Over the past decade or so, a group of researchers attempting combat the obesity epidemic has been experimenting with ways to rewire those instinct-driven impulses. In a just-published paper, two of them—Katrijn Houben and Anita Jansen of Maastricht University in the Netherlands—present new evidence that this shift can be induced, and explain the mechanism driving the welcome change.
In their experiment, they utilized the food many of us find the hardest to resist: chocolate.
The battle between long-term goals (better health!) and short-term pleasures (butter cookies!) is seldom a fair fight. Reflexive reactions often have an edge over reasoned responses.

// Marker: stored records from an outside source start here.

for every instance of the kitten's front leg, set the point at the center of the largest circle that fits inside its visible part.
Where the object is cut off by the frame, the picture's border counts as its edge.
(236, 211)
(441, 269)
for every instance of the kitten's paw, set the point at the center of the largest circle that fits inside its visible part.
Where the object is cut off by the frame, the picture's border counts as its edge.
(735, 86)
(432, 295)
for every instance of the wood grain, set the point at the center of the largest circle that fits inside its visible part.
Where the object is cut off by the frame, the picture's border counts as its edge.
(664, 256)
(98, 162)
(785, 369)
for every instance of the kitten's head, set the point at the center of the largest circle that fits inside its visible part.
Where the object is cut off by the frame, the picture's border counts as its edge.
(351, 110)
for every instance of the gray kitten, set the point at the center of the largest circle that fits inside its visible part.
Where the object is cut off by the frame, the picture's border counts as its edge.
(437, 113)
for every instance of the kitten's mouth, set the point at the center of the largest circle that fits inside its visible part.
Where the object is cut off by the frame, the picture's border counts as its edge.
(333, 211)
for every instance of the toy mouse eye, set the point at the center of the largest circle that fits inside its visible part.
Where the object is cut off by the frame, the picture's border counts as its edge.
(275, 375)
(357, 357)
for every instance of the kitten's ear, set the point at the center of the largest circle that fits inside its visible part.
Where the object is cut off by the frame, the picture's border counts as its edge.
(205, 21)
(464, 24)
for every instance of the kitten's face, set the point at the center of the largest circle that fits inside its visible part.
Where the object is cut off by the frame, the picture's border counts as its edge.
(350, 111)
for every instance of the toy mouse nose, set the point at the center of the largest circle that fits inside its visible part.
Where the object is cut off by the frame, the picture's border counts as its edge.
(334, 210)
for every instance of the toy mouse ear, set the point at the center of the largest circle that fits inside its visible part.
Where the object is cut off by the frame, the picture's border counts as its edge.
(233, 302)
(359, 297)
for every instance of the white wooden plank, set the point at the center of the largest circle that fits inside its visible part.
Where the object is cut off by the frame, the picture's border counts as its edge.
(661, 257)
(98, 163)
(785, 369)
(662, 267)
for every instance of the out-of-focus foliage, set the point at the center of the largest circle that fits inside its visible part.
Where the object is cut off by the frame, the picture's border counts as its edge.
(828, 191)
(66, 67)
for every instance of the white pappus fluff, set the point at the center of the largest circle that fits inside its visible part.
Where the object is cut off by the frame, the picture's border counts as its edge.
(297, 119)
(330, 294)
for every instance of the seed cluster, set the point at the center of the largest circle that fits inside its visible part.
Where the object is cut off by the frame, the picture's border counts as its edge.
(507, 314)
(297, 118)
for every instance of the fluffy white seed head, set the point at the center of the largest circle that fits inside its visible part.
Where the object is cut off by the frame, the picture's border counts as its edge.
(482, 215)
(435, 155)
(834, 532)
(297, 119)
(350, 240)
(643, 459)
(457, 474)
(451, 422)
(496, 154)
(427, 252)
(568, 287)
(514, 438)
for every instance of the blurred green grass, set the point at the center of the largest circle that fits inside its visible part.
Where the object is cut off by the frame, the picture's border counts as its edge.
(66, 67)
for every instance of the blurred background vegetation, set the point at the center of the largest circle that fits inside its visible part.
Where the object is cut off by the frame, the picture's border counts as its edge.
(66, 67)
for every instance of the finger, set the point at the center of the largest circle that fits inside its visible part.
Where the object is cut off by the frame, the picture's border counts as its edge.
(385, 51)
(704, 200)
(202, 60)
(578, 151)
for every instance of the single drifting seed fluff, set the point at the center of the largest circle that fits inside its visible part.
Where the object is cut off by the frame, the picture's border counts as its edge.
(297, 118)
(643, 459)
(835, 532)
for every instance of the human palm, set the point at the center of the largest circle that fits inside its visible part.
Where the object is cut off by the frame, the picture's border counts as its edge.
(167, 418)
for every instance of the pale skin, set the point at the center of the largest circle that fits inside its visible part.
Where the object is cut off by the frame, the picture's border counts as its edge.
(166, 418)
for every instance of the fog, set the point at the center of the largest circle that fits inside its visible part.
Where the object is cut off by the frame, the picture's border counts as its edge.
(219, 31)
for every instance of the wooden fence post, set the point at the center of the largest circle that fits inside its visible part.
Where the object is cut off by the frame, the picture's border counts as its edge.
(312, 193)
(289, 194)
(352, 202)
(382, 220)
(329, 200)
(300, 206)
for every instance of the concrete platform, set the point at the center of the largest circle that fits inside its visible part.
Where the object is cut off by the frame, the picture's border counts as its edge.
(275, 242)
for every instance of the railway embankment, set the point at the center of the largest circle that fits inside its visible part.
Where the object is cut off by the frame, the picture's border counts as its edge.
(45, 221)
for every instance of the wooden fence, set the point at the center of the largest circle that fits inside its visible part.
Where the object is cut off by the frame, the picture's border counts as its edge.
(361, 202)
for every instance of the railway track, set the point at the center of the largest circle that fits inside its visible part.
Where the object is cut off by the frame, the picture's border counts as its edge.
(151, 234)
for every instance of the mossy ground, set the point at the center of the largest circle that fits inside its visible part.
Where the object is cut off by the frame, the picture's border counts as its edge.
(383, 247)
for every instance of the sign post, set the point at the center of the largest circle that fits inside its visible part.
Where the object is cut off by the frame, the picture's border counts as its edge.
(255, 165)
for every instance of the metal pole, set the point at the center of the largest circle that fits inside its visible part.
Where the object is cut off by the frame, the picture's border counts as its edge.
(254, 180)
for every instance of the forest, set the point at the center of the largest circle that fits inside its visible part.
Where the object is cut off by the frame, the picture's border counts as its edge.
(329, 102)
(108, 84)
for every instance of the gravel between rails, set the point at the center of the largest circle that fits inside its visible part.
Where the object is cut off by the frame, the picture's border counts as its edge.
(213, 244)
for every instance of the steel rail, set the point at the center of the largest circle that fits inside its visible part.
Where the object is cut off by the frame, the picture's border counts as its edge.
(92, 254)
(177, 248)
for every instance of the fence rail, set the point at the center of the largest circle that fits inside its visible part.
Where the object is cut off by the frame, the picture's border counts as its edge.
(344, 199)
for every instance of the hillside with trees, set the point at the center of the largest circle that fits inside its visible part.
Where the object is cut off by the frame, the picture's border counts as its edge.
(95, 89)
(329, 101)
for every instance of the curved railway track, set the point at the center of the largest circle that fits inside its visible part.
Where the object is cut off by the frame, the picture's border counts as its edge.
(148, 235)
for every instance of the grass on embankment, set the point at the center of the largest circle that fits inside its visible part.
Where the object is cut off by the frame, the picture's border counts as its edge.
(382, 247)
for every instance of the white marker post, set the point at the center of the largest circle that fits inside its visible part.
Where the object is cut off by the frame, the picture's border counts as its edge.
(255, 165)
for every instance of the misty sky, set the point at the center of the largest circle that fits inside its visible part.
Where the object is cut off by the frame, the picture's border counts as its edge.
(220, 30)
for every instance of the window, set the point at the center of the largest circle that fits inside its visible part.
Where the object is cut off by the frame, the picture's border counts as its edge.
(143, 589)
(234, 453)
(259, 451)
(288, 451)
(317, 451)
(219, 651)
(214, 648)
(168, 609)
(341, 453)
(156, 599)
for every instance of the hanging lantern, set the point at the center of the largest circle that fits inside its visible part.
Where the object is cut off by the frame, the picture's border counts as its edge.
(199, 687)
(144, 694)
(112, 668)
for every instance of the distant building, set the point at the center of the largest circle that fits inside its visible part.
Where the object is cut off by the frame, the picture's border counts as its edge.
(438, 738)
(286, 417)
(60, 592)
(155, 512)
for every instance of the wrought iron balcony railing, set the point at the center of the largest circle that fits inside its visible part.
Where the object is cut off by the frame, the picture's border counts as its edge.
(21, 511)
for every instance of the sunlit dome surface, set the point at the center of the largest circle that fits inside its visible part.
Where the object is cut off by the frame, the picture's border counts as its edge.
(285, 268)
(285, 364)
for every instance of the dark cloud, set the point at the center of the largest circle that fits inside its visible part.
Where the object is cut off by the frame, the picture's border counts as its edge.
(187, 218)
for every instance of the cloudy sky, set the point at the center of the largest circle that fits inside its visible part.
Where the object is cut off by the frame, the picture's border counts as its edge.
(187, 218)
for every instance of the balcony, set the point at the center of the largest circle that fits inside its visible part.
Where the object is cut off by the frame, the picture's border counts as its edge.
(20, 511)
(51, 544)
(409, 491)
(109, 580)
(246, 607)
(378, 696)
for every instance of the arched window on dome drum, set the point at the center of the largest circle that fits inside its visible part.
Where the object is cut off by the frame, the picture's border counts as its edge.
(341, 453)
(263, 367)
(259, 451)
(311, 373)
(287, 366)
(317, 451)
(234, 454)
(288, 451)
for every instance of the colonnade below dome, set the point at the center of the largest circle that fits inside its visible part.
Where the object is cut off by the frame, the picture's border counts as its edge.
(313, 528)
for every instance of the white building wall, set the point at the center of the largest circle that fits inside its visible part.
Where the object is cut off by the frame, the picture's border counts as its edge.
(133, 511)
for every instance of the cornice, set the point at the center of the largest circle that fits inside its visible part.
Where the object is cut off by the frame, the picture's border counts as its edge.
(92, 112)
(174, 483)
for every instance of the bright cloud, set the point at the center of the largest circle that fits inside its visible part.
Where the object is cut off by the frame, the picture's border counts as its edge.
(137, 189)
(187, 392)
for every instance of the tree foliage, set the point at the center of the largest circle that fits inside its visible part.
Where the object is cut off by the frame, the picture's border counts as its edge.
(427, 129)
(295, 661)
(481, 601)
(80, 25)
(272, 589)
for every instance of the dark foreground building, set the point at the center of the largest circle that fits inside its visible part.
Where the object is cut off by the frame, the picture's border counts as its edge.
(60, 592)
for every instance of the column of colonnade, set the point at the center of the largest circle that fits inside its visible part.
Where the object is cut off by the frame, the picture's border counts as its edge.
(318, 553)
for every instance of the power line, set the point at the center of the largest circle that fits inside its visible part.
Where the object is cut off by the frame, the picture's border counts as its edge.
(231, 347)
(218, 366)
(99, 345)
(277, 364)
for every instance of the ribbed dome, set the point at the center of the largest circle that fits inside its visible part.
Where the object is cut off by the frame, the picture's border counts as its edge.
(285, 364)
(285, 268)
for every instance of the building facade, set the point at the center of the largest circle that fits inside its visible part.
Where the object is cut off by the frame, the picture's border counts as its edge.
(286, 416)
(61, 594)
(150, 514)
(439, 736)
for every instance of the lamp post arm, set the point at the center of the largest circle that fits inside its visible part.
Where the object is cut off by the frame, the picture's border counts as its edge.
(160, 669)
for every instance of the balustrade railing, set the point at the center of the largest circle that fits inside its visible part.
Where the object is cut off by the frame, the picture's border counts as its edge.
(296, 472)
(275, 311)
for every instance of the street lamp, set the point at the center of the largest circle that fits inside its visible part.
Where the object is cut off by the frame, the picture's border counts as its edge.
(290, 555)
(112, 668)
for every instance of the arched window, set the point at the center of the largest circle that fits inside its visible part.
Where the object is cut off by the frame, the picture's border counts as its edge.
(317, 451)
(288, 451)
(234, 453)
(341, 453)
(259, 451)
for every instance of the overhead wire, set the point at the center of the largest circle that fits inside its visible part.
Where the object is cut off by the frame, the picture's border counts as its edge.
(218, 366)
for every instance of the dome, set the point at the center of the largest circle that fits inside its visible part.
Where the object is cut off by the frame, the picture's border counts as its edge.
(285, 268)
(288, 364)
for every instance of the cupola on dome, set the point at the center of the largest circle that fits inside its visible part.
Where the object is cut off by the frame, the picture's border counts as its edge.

“Inhibiting impulses does not necessarily have to be an effortful, top-down process, but can also be triggered in an automatic, bottom-up fashion,” they write in the journal Appetite. They go on to describe an experiment showing that “food-specific inhibition training” can be surprisingly effective.
The study featured 52 female undergraduates who reported they liked eating chocolate on a regular basis. All took part in a standard go/no-go task, in which they were instructed to press the space bar when a "go" cue appeared on their computer screen, and to refrain from doing so when the cue was absent. The cue consisted of either the letter "p" or "f," which was displayed randomly on one corner of the screen.
"Participants were randomly assigned one of two conditions," the researchers write. "In the chocolate go/no-go condition, chocolate-related pictures (that is, images of different types of chocolate candy) were consistently paired with the "no-go" cue, while pictures of empty plates were consistently paired with the "go" cue." The opposite was true for those in the alternate condition.
Afterwards, all were asked to participate in a bogus taste test, in which they were presented three bowls filled with different types of chocolates and told they could eat as much or as little as they wanted before making their assessments. Participants also filled out forms detailing their concerns about weight and dieting, their body-mass index, and their general level of chocolate craving.
The key result: "Participants in the chocolate/no-go condition consumed significantly less chocolate during the taste test compared to participants in the chocolate/go condition." Specifically, they ate an average of 29.45 grams of chocolate, compared to 37.91 grams for those who had just associated the terms "chocolate" and "go."
The researchers are quick to point out that "one single session was not enough to induce automatic associations between 'chocolate' and 'stop.'" But as another part of the study found (and the actual consumption levels confirmed), it was enough to reduce the automatic association between the sweet treat and the "go" impulse. Could a series of such sessions break it completely? The question is certainly worth researching.
Granted, re-training our automatic impulses in this way has vaguely unsettling overtones of mind control. But given the personal and societal problems associated with obesity, this may be one brave new world worth venturing into. Call it A Clockwork Orange Cake.